Comment by rednafi

21 days ago

Everyone claims they are x% more productive with LLMs, but once a greenfield project turns into a brownfield one, the second law of thermodynamics kicks in and these disposable components start becoming a liability.

On top of that, Hyrum’s law doesn’t go away just because your software has explicit contracts. In my experience, as more people start losing their agency over the code they generate, the system accumulates implicit cruft over time and other code starts depending on it.

Also, reliability is a reasoning problem. So operational excellence becomes scrappy with this way of working. It works for some software, but I don’t know whether this push to YOLO it is actually a good thing.
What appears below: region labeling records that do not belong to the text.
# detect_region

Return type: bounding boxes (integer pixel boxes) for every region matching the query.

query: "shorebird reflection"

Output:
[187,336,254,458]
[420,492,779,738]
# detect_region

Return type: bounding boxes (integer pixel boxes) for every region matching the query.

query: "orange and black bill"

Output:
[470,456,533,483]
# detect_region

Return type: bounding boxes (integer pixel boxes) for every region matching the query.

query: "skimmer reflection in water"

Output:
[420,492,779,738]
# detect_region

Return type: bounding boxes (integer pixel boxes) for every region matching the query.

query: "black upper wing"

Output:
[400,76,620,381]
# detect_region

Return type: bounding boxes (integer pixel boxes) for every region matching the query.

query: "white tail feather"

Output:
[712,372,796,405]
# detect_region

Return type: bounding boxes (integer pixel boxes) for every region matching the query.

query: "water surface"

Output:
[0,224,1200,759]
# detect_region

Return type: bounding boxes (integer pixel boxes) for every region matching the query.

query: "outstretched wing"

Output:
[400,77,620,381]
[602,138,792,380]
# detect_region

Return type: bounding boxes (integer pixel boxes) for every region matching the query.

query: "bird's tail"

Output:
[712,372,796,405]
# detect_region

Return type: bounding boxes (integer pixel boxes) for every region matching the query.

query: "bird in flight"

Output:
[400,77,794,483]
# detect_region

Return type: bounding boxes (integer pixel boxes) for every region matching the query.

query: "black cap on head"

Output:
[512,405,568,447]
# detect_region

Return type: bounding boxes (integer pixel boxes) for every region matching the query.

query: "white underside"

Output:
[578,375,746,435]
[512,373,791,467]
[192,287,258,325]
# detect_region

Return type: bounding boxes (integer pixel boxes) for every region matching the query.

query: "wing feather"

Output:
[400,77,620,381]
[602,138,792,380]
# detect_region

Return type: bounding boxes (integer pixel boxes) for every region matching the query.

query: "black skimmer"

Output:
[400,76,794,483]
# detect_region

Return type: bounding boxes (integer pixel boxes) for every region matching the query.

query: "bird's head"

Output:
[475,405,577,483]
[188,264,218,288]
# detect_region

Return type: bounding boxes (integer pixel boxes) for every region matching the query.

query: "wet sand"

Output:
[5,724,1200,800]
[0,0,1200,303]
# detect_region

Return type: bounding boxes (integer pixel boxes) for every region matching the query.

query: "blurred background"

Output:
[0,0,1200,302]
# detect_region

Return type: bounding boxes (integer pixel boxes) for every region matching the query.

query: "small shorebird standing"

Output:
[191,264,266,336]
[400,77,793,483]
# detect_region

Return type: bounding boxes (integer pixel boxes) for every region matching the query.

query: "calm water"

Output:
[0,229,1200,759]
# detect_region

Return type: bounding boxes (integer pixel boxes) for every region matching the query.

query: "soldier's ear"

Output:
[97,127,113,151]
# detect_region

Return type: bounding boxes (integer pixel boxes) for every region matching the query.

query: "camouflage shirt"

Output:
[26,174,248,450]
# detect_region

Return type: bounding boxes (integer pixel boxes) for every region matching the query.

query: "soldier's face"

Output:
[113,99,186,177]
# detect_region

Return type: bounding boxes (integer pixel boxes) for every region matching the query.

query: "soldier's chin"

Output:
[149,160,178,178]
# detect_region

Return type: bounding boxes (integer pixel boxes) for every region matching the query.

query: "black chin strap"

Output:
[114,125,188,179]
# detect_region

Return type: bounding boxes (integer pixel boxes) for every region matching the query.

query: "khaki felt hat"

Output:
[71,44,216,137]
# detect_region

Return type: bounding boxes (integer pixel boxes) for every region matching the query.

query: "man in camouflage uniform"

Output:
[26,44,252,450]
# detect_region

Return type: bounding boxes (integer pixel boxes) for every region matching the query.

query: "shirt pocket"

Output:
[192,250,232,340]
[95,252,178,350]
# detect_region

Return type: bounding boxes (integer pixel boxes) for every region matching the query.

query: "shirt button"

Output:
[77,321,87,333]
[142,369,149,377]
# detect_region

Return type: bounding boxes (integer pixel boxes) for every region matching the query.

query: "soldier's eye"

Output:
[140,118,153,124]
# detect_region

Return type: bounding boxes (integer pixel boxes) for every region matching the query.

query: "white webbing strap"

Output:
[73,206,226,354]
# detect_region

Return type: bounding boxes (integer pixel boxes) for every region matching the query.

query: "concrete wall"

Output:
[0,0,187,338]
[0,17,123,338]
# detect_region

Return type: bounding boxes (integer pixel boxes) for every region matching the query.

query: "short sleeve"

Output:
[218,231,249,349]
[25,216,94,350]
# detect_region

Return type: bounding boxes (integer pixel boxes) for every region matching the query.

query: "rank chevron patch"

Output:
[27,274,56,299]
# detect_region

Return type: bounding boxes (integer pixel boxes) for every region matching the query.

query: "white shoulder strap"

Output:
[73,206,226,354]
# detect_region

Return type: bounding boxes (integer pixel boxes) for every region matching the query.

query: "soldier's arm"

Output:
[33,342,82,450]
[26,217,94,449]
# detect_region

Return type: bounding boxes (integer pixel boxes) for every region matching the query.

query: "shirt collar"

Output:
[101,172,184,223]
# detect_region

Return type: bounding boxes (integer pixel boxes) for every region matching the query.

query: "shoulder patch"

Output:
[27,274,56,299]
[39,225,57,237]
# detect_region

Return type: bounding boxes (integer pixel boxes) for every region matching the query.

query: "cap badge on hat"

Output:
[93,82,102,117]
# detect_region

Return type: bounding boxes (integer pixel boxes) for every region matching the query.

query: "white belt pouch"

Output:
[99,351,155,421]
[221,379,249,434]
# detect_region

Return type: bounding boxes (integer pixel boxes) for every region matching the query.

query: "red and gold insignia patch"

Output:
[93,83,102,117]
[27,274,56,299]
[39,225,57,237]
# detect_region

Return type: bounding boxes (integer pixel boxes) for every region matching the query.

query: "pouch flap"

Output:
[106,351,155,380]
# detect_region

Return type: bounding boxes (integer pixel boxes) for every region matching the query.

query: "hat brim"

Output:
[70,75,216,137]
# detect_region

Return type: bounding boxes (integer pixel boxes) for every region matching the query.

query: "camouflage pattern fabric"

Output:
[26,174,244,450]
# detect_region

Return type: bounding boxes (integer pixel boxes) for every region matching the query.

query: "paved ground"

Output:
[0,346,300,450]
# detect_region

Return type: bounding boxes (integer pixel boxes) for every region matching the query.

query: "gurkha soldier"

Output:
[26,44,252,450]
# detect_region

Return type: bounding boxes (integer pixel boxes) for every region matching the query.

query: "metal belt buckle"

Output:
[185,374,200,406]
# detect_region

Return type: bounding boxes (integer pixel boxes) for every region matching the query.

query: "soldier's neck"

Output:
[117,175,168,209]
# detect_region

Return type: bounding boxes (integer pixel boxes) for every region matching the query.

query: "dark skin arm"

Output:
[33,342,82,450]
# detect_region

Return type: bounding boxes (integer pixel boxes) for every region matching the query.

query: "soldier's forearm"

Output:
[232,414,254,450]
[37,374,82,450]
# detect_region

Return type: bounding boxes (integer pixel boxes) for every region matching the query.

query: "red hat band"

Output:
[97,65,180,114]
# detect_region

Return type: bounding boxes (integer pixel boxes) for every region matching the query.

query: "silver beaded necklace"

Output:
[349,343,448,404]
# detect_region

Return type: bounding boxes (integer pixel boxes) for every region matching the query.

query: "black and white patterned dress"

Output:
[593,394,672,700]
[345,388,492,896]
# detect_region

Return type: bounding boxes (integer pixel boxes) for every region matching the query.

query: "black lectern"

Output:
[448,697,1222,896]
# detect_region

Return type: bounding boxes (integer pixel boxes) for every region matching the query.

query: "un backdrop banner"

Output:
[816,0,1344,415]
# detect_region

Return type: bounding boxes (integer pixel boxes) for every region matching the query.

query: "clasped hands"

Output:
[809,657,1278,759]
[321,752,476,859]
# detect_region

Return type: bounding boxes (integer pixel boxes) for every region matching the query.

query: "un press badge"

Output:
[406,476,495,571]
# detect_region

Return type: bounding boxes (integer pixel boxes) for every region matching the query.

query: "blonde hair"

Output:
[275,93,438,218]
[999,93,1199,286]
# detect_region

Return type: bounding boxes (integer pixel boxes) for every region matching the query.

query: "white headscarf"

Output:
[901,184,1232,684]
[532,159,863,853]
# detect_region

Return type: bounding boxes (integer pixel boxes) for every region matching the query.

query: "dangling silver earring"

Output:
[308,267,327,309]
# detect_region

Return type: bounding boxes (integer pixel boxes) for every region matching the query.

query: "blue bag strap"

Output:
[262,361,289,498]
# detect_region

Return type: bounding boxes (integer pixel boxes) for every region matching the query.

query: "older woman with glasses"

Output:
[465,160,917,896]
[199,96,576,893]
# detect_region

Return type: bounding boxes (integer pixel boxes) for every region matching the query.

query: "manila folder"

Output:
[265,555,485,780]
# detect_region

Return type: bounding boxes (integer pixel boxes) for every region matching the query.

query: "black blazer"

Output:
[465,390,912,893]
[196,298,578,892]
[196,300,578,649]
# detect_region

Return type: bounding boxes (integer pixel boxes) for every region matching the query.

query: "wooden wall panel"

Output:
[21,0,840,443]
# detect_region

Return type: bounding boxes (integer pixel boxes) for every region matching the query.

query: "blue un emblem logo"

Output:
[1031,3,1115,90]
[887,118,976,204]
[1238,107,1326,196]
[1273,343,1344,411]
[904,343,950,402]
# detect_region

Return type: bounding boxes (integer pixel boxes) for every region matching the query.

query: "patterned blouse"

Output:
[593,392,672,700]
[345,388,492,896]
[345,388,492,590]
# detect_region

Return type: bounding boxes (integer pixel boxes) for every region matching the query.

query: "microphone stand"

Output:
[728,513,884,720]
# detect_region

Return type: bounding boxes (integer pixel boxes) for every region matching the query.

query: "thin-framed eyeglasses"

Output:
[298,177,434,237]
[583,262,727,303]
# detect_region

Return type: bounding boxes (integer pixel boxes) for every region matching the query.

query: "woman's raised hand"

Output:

C-levels are putting immense pressure in many big companies for everyone to adopt these tools and magically increase productivity while decreasing headcount to please investors. Not going too well so far.

A good interface doesn’t magically make vibe-coded implementations with little oversight usable. Rewriting it over and over again in the same manner and expecting improvement is not the kind of engineering I want to do.

> Rewriting it over and over again in the same manner and expecting improvement is not the kind of engineering I want to do.

let's step back a bit and see this from a single system perspective.

you are already doing it (optimizing a function, a hot code path, etc...) over and over again. albeit much slower than an agent can iterate.

  • Typically, it's not reiterating in the SAME manner. Refactoring happens in the presense of new information. In the case of an agent, that's usually not true.

    • One can argue that it can be that way if you hook the agent to github/gitlab or jira.